« Vers les étoiles » de Mary Robinette Kowal est le livre que vous devez lire juste après avoir vu Don’t Look Up : Déni Cosmique.

Don’t Look Up a réussi son coup : dès sa sortie sur Netflix, le 24 décembre 2021, le film est entré dans le débat public et c’est une très bonne chose. Le long-métrage raconte la découverte de deux scientifiques qui tentent d’alerter le monde sur une météorite qui va s’écraser sur Terre. Mais il ne s’agit que d’une allégorie du changement climatique, et plus précisément du déni envers ce phénomène pourtant certain scientifiquement. Même des climatologues de renom y ont retrouvé leur vécu.

L’œuvre de Netflix fait partie des rares propositions pop culturelles à aborder l’urgence climatique. Mais du côté de la littérature, on peut trouver des démarches assez proches. Ainsi, si vous avez aimé Don’t Look Up, il vous faut dès maintenant foncer chez votre libraire pour demander un roman de science-fiction : Vers les étoiles, de l’Américaine Mary Robinette Kowal.

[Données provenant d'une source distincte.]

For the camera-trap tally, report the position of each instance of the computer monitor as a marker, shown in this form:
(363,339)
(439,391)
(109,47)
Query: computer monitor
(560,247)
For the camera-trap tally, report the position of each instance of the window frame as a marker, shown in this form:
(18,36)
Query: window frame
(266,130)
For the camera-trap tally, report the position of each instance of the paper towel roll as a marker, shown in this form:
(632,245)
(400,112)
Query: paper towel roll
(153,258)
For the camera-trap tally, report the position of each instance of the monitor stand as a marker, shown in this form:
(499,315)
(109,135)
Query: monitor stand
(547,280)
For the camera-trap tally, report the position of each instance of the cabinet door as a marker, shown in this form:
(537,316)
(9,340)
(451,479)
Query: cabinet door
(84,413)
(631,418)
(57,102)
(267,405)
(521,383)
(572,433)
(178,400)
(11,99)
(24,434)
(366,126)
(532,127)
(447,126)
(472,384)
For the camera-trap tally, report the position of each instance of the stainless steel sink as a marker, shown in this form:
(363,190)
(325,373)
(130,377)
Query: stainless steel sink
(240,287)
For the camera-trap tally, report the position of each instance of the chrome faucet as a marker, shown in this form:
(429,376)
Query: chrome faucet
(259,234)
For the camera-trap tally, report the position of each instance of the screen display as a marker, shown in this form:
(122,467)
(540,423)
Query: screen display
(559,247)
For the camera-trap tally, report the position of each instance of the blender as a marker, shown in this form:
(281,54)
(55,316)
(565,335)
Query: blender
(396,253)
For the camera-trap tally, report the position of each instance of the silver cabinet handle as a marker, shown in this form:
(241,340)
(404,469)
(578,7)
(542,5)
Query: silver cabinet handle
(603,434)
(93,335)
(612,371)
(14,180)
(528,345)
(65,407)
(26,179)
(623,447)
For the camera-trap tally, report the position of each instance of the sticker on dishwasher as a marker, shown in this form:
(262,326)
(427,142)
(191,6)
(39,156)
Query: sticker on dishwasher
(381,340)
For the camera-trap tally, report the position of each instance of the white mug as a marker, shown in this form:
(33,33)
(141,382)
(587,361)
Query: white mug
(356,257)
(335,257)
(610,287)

Don't Look Up a le plus gros casting de Netflix. // Source : Netflix
Don’t Look Up a le plus gros casting de Netflix. // Source : Netflix

Allégorie de l’urgence

« Et le climat ?
– Très agréable, aujourd’hui.

– Tu sais de quoi je parle.
– Je sais, oui. Mais justement. Quand le temps est agréable, c’est difficile de convaincre les autres qu’un changement climatique catastrophique s’annonce. »

C’est cet extrait que nous avions également mis en introduction de notre chronique sur cet excellent roman, publié en France chez Denoël. Dans Vers les étoiles, le point de départ est, comme pour Don’t Look Up, une météorite. Sauf que là, elle s’écrase dès le début.

trad. Patrick Imbert // Source : Denoël
trad. Patrick Imbert // Source : Denoël

Dans le roman de Mary Robinette Kowal, on est en 1952, mais, à cette date, l’histoire va devenir bien différente que celle de notre réalité. Une météorite s’écrase au large des États-Unis. La catastrophe est d’abord humanitaire, mais une brillante mathématicienne — Elma York — découvre bien pire. Le crash a provoqué une déstabilisation dramatique du climat. D’ici quelques mois ou années, un dérèglement climatique va rendre la planète quasi inhabitable.

Elma York va devoir tout mettre en œuvre pour convaincre les gouvernements de la croire. Ce ne sera pas le seul défi, car le plus grand sera de mettre en œuvre une solution. Sous la plume de Mary Robinette Kowal, le destin de la planète est déjà scellé, le dérèglement climatique le plus catastrophique est imminent. Le seul moyen pour l’humanité de s’en sortir : coopérer tous et toutes ensemble. En l’occurrence, comme l’indique le titre de l’ouvrage, il s’agira de mettre en œuvre une odyssée spatiale.

Vers les étoiles est aussi un roman social : dans cette uchronie, qui se déroule dans les années 1950, les femmes et les personnes racisées sont exclues du projet visant à établir une solution. Une situation absurde que les personnages vont s’employer à combattre.

La romancière américaine opère une démarche que l’on retrouve dans Don’t Look Up. Là où le film invente une histoire parallèle au changement climatique, Mary Robinette Kowal quant à elle accélère les choses en créant un dérèglement climatique dont le pire s’annonce dans quelques mois. Dans les deux cas, le récit — mettant en scène des scientifiques et une catastrophe — parle indirectement de l’urgence climatique réelle. Mais cette urgence n’en transparaît que davantage, appuyant sur tous les ressorts du déclic. Ces allégories fictives sont politiquement puissantes.

L’une des différences entre les deux œuvres, toutefois, est que le roman de Mary Robinette Kowal est véhicule un peu plus d’optimisme sur l’entraide humaine.